Naltrexone works by blocking the opioid receptors. What this means is that if you take the drug and then take alcohol or opioids, you won’t experience the usual euphoria or “high” associated with those substances. It may also decrease the general urge to use opioids or alcohol.

It’s important to note that naltrexone decreases your tolerance to opioids, so relapse can potentially be dangerous if you return to taking the amount you once did. Overdose and fatal respiratory depression may result.

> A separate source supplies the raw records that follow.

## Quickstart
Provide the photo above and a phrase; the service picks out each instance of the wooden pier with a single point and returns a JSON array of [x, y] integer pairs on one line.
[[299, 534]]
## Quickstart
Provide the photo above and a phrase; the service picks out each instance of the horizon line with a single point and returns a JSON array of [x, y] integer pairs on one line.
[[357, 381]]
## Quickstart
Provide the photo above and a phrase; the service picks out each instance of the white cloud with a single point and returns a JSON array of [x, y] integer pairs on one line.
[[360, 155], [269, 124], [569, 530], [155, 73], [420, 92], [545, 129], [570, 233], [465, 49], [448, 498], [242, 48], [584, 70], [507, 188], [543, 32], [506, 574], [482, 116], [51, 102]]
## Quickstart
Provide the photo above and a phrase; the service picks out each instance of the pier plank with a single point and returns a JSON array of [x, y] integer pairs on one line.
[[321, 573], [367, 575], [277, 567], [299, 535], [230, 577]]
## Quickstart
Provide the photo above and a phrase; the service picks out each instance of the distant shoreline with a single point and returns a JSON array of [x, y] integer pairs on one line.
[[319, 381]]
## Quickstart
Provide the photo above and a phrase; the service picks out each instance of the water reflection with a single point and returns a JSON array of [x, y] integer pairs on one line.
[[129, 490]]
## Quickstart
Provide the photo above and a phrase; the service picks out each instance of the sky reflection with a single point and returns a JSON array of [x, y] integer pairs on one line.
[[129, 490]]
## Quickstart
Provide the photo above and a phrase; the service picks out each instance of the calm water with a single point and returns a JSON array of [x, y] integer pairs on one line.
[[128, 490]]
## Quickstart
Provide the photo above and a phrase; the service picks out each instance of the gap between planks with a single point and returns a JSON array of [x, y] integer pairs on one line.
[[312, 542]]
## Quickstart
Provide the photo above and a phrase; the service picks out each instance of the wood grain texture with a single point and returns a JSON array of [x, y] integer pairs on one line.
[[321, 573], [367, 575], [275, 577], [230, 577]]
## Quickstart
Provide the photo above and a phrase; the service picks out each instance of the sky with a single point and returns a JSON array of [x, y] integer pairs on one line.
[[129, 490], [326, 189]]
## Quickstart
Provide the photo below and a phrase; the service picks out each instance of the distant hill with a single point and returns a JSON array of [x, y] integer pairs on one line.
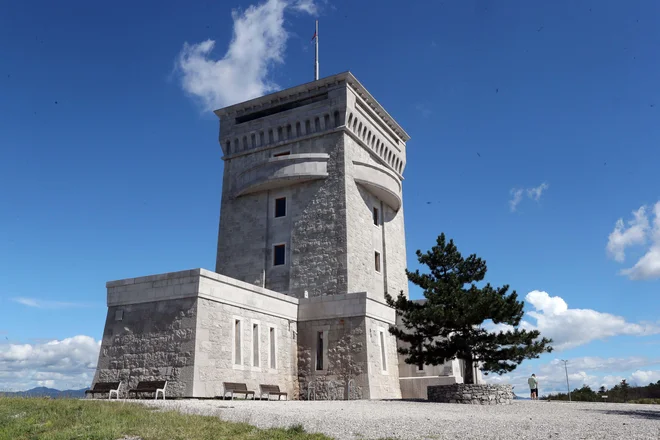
[[48, 392]]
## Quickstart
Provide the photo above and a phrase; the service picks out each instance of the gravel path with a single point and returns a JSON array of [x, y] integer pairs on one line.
[[422, 420]]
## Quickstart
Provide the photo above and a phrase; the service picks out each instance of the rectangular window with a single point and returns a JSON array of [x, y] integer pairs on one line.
[[383, 358], [271, 353], [319, 351], [255, 345], [280, 207], [237, 342], [279, 252]]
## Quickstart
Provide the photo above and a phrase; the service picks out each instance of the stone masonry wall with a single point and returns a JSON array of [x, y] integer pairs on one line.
[[383, 380], [152, 341], [346, 359], [318, 235], [314, 230], [215, 362], [471, 394], [364, 237]]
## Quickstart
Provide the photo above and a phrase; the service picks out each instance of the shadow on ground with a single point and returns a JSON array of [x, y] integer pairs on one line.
[[637, 414]]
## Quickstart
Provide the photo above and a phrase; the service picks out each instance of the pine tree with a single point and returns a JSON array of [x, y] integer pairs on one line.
[[448, 324]]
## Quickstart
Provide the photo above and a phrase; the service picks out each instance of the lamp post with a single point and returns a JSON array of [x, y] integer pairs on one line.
[[568, 387]]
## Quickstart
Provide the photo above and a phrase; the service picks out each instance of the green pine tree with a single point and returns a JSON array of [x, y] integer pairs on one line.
[[449, 324]]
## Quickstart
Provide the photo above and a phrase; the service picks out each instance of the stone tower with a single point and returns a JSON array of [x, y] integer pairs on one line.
[[311, 236], [311, 197]]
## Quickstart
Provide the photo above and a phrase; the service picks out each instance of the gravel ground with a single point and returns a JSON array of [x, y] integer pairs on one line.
[[422, 420]]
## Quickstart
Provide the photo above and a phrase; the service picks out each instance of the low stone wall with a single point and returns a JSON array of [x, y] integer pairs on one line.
[[471, 394]]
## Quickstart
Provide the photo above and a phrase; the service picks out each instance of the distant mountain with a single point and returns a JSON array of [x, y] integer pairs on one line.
[[48, 392]]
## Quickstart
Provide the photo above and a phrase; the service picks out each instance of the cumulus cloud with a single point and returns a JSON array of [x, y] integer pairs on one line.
[[642, 378], [516, 197], [570, 328], [532, 193], [535, 193], [592, 371], [258, 43], [67, 363], [44, 304], [639, 231], [307, 6]]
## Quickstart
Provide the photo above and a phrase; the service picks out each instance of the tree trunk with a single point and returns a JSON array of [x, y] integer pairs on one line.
[[468, 374]]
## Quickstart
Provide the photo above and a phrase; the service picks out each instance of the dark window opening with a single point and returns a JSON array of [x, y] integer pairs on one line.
[[280, 108], [280, 207], [279, 255], [319, 351]]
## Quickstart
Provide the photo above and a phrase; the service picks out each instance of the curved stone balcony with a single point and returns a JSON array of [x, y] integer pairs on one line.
[[379, 181], [276, 172]]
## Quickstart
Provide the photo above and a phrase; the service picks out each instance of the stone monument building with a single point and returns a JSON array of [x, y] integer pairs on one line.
[[311, 236]]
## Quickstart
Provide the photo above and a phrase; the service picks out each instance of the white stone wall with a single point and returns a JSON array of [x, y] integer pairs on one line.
[[150, 341], [383, 378], [215, 361], [364, 238]]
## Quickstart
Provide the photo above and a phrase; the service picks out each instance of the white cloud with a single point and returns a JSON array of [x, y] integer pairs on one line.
[[639, 232], [622, 237], [516, 197], [67, 363], [258, 43], [570, 328], [642, 378], [533, 193], [307, 6], [592, 371], [45, 304]]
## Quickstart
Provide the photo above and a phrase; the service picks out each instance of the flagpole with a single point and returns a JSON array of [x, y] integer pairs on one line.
[[316, 58]]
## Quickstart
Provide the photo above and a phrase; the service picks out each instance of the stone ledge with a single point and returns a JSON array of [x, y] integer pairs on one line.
[[471, 394]]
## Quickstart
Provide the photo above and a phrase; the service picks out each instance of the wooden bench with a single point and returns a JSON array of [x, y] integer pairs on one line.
[[272, 390], [105, 387], [149, 386], [235, 388]]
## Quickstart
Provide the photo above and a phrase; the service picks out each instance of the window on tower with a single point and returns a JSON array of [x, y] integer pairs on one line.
[[279, 255], [280, 207]]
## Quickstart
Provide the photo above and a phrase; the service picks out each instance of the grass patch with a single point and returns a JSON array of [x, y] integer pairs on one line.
[[65, 419]]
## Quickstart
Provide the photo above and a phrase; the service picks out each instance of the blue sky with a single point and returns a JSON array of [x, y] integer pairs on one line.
[[110, 167]]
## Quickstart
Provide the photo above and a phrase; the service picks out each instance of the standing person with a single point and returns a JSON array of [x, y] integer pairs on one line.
[[533, 387]]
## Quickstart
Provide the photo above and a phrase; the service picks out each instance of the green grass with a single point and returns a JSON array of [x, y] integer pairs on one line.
[[66, 419]]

Conversely, there aren’t any risks associated with drinking while taking the appropriate amount of naltrexone. When taken in excess, it can lead to severe liver damage, which is why patients should follow their doctor’s instructions carefully. Within prescribed parameters, there aren’t any specific contraindications to using naltrexone concurrently with alcohol. Despite any overt effects to serve as a deterrent to drinking however, it will still aid in decreasing drinking behaviors due to the lack of euphoria experienced. While naltrexone blocks the individual from experiencing fully the rewarding effects of alcohol, it does not decrease the other intoxicating effects, such as impaired judgment and coordination.

Potential Side Effects

Some side effects associated with naltrexone treatment include:

  • Nervousness.
  • Headache.
  • Diarrhea.
  • Vomiting.
  • Muscle or joint pain.
  • Difficulty sleeping.


Disulfiram (Antabuse) helps to curb drinking behaviors by eliciting unpleasant effects when alcohol is consumed, discouraging the desire to drink. The unwanted effects, which appear about 10 to 30 minutes after alcohol consumption, include:

  • Sweating.
  • Vomiting.
  • Chest pain.
  • Headache.
  • Flushing.
  • Anxiety.
  • Blurred vision.
  • Weakness.
  • Heart palpitations.
  • Vertigo.
  • Confusion.
  • Tachycardia.

The effects last for about an hour and are meant to deter the individual from engaging in drinking behavior. The severity of these reactions is thought to be related to the dose of disulfiram the patient takes and the amount of alcohol consumed.

In order for a person to have success with disulfiram, they must be motivated to stay sober. Otherwise, they may become noncompliant with the treatment schedule and begin drinking again. But for highly motivated individuals, it can be an extremely useful tool, especially in triggering social situations involving alcohol (parties, bars, etc.)